How do you know if your efforts to communicate are actually being heard by the audience you are after? Social media pundits aside (already a wealth of info on the net about how to reach your SoMe audience), what I want to talk about today is at the heart of the matter in Communications: in order to communicate with or for another, you must understand their perspective. But, how?
Take Marketing verses Sales, for example. Don’t get me wrong, my entire 25+ yr career has been intertwined with Marketing so I know and respect their expertise and challenges. Yet, how many times has Marketing presented a fabulous new program supported by the “perfect” words of prose developed hand-in-hand with Communications – and the Sales team was, frankly, scratching their heads? If you are lucky enough to actually hear the comments, they all too often sound like, “They don’t have a clue what the customer thinks!”

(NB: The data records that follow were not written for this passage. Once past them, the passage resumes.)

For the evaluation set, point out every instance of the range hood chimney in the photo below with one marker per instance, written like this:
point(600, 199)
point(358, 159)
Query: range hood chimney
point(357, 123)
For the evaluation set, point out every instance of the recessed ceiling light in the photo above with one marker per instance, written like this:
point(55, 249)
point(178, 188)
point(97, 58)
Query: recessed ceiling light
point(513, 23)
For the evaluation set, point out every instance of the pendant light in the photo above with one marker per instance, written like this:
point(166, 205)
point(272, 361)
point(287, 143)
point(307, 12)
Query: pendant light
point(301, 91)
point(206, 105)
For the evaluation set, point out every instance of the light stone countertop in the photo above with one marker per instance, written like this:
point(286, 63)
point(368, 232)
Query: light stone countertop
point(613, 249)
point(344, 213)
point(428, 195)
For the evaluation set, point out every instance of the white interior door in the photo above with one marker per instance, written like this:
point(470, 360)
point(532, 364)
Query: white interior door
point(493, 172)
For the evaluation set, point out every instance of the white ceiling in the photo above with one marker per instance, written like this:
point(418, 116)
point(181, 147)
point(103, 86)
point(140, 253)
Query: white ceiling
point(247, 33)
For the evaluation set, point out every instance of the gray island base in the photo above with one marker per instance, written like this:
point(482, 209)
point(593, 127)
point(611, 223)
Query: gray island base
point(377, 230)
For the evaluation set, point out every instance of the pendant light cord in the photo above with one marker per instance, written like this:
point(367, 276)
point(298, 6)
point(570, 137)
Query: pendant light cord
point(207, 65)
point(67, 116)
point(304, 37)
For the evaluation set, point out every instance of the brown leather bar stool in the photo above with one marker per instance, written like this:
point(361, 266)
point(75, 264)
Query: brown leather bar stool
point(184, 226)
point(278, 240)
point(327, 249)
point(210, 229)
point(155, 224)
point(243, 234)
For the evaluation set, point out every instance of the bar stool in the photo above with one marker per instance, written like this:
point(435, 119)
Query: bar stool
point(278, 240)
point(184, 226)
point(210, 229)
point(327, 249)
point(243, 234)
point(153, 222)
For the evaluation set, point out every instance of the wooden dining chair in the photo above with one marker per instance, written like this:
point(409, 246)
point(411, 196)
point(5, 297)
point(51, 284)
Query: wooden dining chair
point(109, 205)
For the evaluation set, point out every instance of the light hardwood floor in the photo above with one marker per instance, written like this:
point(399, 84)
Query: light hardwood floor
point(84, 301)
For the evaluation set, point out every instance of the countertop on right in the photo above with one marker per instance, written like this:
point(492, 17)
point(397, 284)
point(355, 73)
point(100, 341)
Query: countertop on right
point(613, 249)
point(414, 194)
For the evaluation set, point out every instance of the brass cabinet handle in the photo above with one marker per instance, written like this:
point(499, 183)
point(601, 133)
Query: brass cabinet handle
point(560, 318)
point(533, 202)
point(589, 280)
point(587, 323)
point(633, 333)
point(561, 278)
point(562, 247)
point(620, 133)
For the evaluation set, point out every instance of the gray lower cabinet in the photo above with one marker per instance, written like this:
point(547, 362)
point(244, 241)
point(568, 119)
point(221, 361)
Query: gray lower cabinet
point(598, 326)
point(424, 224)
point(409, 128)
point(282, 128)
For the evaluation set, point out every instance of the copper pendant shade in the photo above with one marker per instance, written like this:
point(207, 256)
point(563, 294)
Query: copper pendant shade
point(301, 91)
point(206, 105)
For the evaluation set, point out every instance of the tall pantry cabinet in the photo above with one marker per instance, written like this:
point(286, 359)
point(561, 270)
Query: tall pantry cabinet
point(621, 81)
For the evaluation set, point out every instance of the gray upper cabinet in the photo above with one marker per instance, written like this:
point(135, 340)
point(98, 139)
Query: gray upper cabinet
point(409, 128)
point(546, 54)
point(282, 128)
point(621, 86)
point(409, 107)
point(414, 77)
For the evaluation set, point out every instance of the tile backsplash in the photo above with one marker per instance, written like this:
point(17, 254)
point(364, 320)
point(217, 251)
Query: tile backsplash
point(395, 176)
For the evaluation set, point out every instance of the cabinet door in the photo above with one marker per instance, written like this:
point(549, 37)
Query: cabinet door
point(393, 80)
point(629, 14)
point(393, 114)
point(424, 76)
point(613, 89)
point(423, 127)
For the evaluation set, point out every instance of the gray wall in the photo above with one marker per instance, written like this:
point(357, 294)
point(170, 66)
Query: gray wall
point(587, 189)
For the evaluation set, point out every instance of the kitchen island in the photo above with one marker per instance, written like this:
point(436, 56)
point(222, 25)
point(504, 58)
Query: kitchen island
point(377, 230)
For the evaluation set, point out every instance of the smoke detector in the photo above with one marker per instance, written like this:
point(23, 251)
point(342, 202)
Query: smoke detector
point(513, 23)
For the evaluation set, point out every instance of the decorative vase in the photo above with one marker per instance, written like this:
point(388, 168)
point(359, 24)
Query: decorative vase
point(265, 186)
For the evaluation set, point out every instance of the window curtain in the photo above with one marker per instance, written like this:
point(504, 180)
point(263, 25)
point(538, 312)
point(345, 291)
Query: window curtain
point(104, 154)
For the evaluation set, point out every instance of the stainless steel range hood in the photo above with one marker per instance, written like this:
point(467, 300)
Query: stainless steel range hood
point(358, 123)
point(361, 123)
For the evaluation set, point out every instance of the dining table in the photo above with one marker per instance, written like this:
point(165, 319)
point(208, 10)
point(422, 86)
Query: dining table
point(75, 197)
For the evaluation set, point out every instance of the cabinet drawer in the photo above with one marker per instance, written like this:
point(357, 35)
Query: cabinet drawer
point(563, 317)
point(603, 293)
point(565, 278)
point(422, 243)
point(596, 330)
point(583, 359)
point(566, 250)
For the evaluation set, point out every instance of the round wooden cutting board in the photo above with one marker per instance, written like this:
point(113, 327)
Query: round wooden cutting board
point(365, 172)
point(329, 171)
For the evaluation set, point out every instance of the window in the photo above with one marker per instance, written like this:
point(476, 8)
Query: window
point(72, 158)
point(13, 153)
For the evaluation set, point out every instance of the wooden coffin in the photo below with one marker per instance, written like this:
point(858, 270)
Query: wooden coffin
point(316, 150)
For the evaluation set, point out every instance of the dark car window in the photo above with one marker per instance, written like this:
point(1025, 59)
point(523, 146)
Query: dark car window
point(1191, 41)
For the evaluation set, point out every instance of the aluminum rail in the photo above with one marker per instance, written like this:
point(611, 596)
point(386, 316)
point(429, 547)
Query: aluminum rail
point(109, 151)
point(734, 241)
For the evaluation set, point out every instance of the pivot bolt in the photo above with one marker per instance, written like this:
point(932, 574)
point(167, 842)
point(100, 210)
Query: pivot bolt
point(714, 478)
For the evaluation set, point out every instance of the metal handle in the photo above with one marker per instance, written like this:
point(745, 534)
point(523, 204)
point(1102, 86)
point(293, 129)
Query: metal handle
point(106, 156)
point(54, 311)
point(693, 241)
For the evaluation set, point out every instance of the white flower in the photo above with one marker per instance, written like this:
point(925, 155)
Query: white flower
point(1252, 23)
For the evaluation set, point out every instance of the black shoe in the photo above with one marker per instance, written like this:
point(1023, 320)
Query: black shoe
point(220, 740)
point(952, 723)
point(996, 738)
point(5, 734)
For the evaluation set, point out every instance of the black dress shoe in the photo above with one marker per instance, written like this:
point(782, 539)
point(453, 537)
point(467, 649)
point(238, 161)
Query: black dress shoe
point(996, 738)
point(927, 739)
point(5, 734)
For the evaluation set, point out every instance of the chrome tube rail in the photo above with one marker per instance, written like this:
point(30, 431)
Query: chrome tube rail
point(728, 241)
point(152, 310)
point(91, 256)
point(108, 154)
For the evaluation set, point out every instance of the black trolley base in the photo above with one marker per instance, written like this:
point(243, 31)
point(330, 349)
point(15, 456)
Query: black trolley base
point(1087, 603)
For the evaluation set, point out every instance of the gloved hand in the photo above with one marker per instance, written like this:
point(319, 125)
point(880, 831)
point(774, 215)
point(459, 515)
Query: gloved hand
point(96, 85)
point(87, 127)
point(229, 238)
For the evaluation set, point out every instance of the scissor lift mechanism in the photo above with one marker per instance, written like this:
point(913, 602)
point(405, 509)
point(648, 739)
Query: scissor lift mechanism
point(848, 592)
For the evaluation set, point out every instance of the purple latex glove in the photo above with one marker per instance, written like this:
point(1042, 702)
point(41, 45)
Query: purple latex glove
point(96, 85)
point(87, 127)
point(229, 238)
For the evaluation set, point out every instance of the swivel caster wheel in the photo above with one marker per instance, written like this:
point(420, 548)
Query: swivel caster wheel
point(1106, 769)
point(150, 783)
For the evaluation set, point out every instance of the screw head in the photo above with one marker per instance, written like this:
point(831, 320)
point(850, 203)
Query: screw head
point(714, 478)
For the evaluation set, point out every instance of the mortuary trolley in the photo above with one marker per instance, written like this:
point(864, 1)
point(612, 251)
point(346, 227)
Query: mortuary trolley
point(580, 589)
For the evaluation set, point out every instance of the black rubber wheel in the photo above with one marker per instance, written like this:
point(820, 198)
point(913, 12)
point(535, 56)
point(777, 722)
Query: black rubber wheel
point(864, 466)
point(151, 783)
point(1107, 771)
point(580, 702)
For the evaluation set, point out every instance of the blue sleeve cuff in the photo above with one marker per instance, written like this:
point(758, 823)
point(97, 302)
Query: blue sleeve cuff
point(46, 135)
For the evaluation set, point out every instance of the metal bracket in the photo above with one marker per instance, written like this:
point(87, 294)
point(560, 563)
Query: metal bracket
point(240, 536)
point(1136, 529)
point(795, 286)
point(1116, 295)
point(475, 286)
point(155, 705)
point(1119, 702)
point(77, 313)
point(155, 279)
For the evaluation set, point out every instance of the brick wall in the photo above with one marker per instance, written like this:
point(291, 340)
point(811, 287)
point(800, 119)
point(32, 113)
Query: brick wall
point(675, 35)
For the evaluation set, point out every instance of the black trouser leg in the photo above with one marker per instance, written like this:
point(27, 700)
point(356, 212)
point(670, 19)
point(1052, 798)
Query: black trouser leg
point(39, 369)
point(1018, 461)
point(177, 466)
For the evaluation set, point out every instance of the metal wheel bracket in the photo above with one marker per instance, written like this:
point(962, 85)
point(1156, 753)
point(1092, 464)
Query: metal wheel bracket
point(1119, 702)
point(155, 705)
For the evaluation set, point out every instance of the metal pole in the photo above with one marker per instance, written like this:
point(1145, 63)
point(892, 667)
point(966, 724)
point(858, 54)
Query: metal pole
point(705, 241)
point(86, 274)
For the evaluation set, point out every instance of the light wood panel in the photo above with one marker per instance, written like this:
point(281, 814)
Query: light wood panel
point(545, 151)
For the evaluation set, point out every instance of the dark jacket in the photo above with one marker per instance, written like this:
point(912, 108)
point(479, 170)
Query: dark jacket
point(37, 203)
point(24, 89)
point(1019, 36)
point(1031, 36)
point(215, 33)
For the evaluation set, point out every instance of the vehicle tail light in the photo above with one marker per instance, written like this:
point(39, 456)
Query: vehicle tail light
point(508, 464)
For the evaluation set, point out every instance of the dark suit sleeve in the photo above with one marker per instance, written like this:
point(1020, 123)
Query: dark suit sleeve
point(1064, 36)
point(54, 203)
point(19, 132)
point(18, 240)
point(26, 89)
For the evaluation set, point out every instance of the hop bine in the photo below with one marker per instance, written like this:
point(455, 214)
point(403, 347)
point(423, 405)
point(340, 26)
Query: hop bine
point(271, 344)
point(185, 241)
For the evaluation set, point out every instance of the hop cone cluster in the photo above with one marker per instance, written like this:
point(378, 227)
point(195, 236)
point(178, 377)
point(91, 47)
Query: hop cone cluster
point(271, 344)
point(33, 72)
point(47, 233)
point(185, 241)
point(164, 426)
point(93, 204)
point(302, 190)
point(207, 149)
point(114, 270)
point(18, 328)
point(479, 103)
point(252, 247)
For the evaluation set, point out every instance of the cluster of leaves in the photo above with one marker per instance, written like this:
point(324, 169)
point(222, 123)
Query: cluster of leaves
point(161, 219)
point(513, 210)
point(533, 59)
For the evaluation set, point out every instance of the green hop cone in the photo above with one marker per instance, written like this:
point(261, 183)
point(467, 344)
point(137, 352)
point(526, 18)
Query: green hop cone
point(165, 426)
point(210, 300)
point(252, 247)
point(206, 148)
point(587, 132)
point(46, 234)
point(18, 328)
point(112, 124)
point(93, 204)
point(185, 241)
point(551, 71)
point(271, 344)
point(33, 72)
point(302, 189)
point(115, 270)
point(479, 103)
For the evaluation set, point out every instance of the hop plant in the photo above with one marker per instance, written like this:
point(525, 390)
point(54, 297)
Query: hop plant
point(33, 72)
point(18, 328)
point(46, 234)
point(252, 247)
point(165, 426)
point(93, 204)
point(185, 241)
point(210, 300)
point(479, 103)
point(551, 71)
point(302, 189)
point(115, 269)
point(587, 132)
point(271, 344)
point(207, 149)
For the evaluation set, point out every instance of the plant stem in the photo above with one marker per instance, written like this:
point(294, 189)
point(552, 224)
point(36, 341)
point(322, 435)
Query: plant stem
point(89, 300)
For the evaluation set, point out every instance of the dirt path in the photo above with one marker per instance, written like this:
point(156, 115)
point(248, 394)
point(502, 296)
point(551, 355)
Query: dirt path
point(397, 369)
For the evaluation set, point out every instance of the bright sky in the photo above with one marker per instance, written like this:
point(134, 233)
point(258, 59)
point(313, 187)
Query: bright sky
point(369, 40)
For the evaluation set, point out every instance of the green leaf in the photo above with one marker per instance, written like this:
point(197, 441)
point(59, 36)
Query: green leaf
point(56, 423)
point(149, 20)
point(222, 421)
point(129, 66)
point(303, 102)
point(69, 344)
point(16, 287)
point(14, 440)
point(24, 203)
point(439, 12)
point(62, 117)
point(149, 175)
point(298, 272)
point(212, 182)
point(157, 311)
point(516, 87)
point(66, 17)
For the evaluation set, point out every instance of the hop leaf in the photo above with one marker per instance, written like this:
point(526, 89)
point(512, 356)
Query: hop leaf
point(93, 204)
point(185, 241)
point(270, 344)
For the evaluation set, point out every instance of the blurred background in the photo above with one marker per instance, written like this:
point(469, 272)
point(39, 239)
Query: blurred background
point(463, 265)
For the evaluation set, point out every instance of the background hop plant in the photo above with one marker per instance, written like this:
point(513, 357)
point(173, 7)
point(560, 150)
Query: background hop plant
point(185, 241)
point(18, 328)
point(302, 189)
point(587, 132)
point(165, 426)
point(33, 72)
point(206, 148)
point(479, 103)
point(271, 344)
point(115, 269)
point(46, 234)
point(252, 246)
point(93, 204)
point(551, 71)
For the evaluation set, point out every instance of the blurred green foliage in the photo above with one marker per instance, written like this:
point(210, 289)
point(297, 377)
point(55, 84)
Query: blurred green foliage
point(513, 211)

I have to give a shout out to colleague Andrea Starr who reminded me recently of this scenario. Having spent most of her career in Sales account management, she knows a thing or two about outcomes and lack thereof when communicating with Sales teams.
So how do you know if what you are trying to communicate will actually resonate with the intended audience? Keeping the “Marketing verses Sales” scenario in mind (although applicable with any target audience), here’s how you can Stop, Look and Listen for greater impact!
Business has a penchant for surveying everything. We do Voice of the Customer, Voice of the Workforce, Voice of the Man from La Mancha … well, you get the idea. We either over survey to the point that people ignore them altogether or we under survey by never actually using the survey tool with the intended audience. Stop! No, I am not saying stop surveying, but stop the barrage. Find out more about your target audience before you add to their Inbox. What is their day really like? When will they have time for your survey? Who else is asking them to do the same thing? Are there other ways to get their feedback/input? And for gosh sakes, if you want to survey, segment as tight as possible so you know you really have the right audience.
Do you want effectiveness and ROI for your program, or do you simply go along with what management is telling you to do? I know, it is the biggest challenge of all to look a leader in the eye and tell them (politely) that their approach isn’t resonating with the Sales team or won’t resonate with the customer. But that’s your job, isn’t it? Weren’t you hired to provide qualified expertise? But Look first! Look at the data. Look at the competition. Look at what those closest to the target are telling you. Look at the target, really look. Then build your case for looking at the project differently. Good leaders take in all relevant information to make a decision. Sure, you may not always win, but it won’t be for the lack of looking for the best option!
So, here’s a novel approach: call or sit down with a sales manager or two – whatever it takes, get your ear closer to the street! And actually Listen! Do this individually not as a group. Group think can change the dynamics. Find out who the sales team listens to for advice. Win the trust of those experts and they will tell you the truth. And while you are at it, ask a few brand new sales people for their opinion. They offer a fresh set of eyes without the “company” mindset. Your communications and your programs will be better, guaranteed!